On July 10, 1749, he was appointed Referendary of the Apostolic Signatura. He became relator of the Sacred Congregation of Good Government on November 26, 1750. He served as vice-legate of Romagna from January 13, 1755, to October 1756. In September 1756, he was named relator of the Sacred Consulta, taking possession of the office upon his return to Rome. He then served as governor of Loreto from January 28, 1758, until December 19, 1759.

He was ordained as a priest on December 31, 1759. On January 28, 1760, he was elected titular archbishop of Side; he was consecrated as a bishop by Giovanni Antonio Bacchettoni, Bishop of Recanati and Loreto.

On April 24, 1760, Pope Clement XIII made Honorati Apostolic Nuncio to Florence.

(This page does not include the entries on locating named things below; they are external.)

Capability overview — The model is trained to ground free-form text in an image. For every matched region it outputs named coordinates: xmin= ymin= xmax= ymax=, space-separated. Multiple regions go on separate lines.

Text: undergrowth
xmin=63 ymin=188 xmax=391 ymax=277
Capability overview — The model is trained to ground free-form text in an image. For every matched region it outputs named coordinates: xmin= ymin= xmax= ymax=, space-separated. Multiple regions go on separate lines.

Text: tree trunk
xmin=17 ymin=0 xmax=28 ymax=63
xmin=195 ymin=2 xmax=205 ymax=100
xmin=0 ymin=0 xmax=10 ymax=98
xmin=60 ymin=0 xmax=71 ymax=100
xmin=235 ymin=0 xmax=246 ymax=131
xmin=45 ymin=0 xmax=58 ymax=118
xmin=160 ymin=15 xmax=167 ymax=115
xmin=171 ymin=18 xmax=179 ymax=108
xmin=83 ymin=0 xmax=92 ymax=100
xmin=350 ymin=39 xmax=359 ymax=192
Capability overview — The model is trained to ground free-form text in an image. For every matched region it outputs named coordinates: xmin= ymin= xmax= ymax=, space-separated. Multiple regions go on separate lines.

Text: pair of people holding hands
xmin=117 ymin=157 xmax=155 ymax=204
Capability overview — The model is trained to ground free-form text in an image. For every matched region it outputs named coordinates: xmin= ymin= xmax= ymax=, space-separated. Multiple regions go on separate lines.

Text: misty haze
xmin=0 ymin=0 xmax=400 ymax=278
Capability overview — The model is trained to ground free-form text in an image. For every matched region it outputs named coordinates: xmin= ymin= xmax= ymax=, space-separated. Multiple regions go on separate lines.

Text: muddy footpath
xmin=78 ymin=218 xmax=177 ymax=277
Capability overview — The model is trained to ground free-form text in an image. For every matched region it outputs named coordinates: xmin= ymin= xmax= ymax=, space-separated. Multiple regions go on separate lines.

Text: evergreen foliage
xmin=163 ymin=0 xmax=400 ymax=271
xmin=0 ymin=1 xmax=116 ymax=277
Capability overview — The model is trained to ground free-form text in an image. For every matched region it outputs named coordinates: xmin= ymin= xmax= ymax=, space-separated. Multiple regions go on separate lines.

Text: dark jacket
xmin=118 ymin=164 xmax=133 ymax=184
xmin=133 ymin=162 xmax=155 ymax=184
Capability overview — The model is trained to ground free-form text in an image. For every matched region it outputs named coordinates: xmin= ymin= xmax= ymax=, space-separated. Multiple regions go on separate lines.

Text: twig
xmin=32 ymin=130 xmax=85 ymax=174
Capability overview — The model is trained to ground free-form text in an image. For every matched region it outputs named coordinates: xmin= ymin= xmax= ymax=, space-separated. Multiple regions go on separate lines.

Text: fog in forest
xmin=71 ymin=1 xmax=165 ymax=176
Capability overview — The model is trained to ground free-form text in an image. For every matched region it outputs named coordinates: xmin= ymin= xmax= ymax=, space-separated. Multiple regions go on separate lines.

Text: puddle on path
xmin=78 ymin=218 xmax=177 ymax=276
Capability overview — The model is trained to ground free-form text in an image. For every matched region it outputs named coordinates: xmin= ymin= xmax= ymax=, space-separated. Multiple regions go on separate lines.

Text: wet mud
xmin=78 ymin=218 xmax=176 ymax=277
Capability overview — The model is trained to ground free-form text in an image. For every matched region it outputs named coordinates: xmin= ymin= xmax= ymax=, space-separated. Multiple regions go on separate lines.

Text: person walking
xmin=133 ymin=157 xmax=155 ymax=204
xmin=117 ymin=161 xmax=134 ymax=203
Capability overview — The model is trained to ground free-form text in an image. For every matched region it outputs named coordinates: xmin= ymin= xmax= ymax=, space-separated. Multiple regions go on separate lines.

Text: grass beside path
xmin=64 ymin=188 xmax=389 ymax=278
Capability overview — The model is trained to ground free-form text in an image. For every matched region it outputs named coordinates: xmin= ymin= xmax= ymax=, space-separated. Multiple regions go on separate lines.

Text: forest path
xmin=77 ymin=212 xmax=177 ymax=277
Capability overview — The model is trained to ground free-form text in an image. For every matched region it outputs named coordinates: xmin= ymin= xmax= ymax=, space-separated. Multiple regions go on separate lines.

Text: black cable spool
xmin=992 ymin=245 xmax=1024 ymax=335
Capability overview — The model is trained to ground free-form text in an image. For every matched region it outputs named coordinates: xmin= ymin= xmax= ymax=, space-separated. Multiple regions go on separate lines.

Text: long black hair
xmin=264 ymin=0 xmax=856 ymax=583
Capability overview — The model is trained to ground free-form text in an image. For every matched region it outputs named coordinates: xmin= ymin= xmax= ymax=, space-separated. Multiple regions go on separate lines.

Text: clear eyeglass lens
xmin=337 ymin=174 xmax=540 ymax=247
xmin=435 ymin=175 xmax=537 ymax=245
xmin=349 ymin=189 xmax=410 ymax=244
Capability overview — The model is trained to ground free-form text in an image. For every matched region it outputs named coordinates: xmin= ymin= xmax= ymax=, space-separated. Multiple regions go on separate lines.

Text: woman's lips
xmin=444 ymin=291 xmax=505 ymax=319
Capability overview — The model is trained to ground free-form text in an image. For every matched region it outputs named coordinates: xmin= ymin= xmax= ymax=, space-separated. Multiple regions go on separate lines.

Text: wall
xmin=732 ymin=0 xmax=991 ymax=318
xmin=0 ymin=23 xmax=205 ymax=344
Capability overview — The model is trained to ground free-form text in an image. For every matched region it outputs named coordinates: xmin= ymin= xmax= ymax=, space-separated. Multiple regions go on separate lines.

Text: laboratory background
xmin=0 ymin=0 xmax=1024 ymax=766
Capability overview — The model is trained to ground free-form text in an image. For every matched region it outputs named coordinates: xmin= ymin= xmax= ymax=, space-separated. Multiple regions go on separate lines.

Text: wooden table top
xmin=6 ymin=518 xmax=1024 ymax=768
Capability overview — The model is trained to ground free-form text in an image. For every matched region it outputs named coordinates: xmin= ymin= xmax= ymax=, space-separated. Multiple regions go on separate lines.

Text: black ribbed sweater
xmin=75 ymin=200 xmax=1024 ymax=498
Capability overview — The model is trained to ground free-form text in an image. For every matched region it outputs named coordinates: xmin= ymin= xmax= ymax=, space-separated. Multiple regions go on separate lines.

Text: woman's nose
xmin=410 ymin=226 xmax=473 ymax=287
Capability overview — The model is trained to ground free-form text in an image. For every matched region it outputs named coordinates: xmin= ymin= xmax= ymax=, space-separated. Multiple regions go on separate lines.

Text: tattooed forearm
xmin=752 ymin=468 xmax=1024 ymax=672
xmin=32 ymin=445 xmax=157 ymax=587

On November 20, 1766, he became nuncio in Venice. He returned to Rome after he was appointed secretary of the Secretary of the Sacred Congregation of Bishops and Regulars on September 1, 1775.

In the consistory of June 23, 1777, Pope Pius VI named him a cardinal, and he received the red hat on June 26, 1777, and the titular church of Santi Marcellino e Pietro al Laterano on July 28, 1777.

He was translated to the See of Senigallia on July 28, 1777, but was allowed to retain the title of archbishop. He celebrated a diocesan synod in May 1791.

He participated in the papal conclave of 1799–1800 that elected Pope Pius VII.

He died in Senigallia on August 12, 1807.